Autobahnpolizei kontrolliert Lkw-Fahrer: „Da ist nix mehr mit Trucker-Romantik“

Bei einer Kontrolle auf zwei Rastplätzen bei Forst hat die Autobahnpolizei rund 150 Lkw-Fahrer kontrolliert. Einsatzleiter Batschauer und sein Team wollen Präsenz zeigen. Gleichzeitig gehe es aber auch um Prävention. „Wir wollen Verständnis schaffen und das Gespräch mit den Fahrern suchen“, sagt er. Im Lkw-Geschäft habe es zwar immer schon Druck gegeben. „Jetzt aber ist es knallhart.“

Einsatzbesprechung: Lothar Batschauer (hinten in der Mitte) und einige seiner Kollegen ziehen eine erste Zwischenbilanz. Dann wird das weitere Vorgehen bei der Lkw-Kontrolle abgeklärt.
Einsatzbesprechung: Lothar Batschauer (hinten in der Mitte) und einige seiner Kollegen ziehen eine erste Zwischenbilanz. Dann wird das weitere Vorgehen bei der Lkw-Kontrolle abgeklärt. Foto: Töngi

Es dauert nach dem Klopfen einige Sekunden. Dann wird der dunkle Vorhang im Fahrerhaus plötzlich aufgerissen. Der Mann drinnen trägt nur kurze Hosen. Langsam kurbelt er die Scheibe runter. Mit seiner rechten Hand reibt er sich den Schlaf aus den Augen. Draußen warten zwei Polizisten.

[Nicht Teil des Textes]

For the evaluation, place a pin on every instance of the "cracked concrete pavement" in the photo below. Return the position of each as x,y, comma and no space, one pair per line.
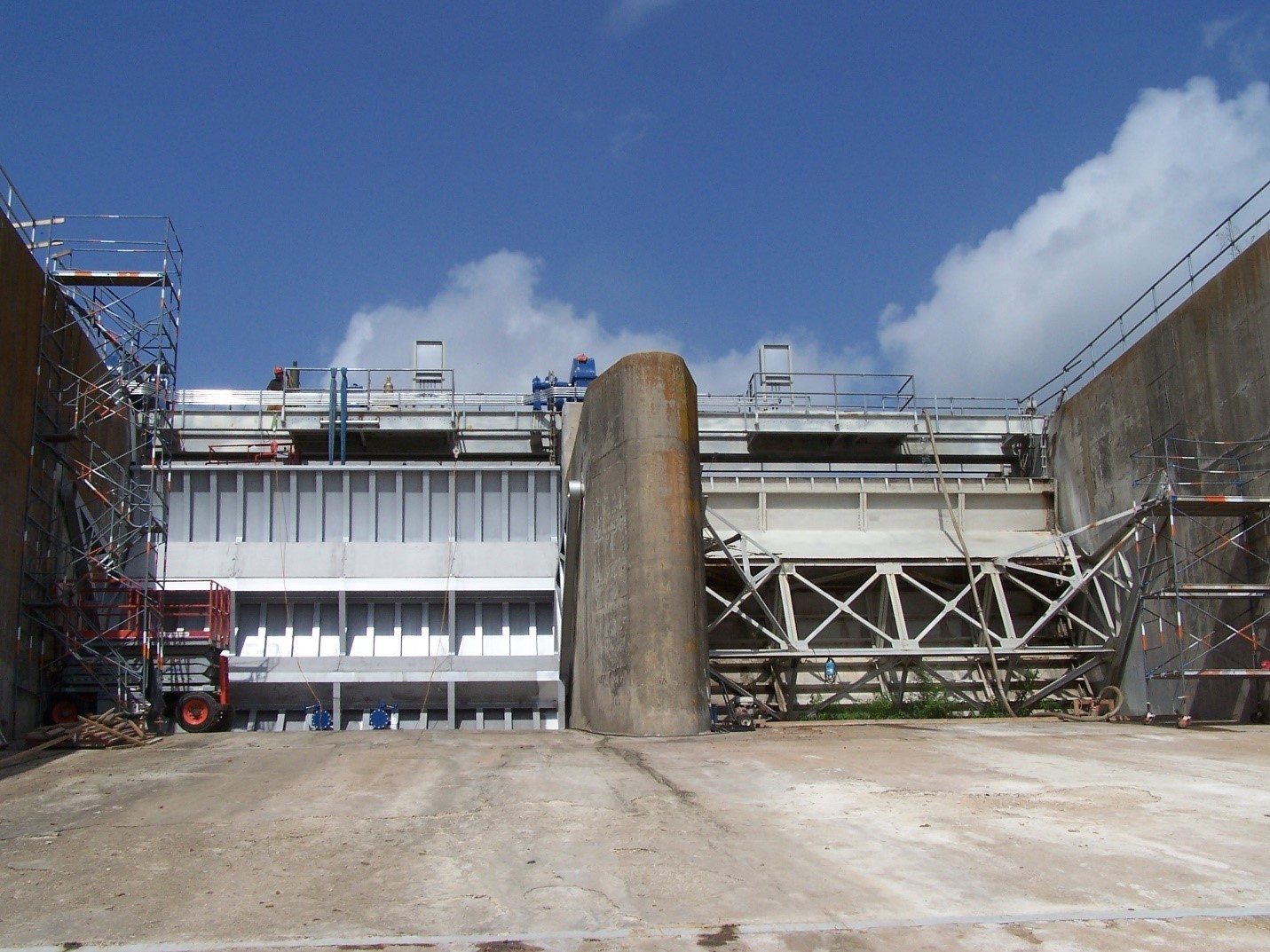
890,836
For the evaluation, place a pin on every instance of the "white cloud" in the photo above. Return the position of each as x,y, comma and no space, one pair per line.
630,129
1007,312
1245,41
625,15
500,334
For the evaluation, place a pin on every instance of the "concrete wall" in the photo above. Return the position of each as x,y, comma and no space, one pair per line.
1203,374
22,291
634,648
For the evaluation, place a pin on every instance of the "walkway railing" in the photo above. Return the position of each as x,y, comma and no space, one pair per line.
1194,270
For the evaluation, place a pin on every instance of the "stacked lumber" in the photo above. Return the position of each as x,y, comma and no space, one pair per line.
105,730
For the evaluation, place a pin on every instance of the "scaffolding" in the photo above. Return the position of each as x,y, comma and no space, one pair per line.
1203,530
103,433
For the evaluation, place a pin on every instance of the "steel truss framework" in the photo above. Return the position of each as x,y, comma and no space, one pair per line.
1204,563
97,500
1048,621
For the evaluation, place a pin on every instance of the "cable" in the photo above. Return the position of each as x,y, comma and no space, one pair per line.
969,570
286,594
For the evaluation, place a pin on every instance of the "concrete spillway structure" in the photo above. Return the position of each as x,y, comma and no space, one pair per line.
634,628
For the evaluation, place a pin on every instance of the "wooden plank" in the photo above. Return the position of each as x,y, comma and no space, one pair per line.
118,734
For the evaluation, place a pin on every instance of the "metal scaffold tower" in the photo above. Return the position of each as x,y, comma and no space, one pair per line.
1203,548
97,507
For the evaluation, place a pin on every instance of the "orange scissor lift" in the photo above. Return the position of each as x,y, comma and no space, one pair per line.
127,644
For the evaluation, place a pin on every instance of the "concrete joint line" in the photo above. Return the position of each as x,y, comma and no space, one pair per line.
1075,916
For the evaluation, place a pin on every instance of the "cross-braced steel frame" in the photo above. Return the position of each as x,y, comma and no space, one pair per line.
97,499
1043,622
1204,563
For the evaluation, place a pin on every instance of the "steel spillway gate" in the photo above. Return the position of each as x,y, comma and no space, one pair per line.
1029,624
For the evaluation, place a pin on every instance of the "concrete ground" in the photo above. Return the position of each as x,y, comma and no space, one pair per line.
892,836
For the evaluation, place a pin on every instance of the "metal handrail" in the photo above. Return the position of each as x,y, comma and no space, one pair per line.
1204,468
1157,300
13,203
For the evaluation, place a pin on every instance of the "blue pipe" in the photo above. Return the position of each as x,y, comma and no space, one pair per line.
330,421
343,415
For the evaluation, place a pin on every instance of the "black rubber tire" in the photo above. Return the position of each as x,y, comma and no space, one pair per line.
64,710
197,712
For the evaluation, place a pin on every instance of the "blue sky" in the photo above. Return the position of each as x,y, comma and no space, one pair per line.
531,179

„Verstehen Sie Deutsch oder Englisch?“, fragt einer der Beamten. Der Lkw-Fahrer schüttelt den Kopf und zieht sich ein T-Shirt über. Das internationale Zeichen für Alkohol – Daumen und kleiner Finger werden gespreizt und an den Mund gehalten – kennt er aber. Der junge Mann springt aus dem 40-Tonner. Dann schlüpft er in abgetragene Plastik-Pantoletten. Seine Augen wirken müde.

Dem Nummernschild nach kommt der Lastwagen aus Polen. Nun parkt der Koloss an der Raststätte Bruchsal Ost auf der A5. Zwangspause wegen des Sonntagsfahrverbots. Es ist kurz nach 19 Uhr. Der Lkw-Fahrer atmet tief ein und pustet dann in den Atem-Alkoholtester. Es piept: 0,0 Promille. Die Polizisten nicken und kleben einen schwarzen Sticker neben die Fahrertür. So wissen die Beamten später bei der Abfahrtskontrolle um 22 Uhr, dass alles in Ordnung war. Der Fahrer klettert zurück in seinen Lkw und zieht den Vorhang wieder zu.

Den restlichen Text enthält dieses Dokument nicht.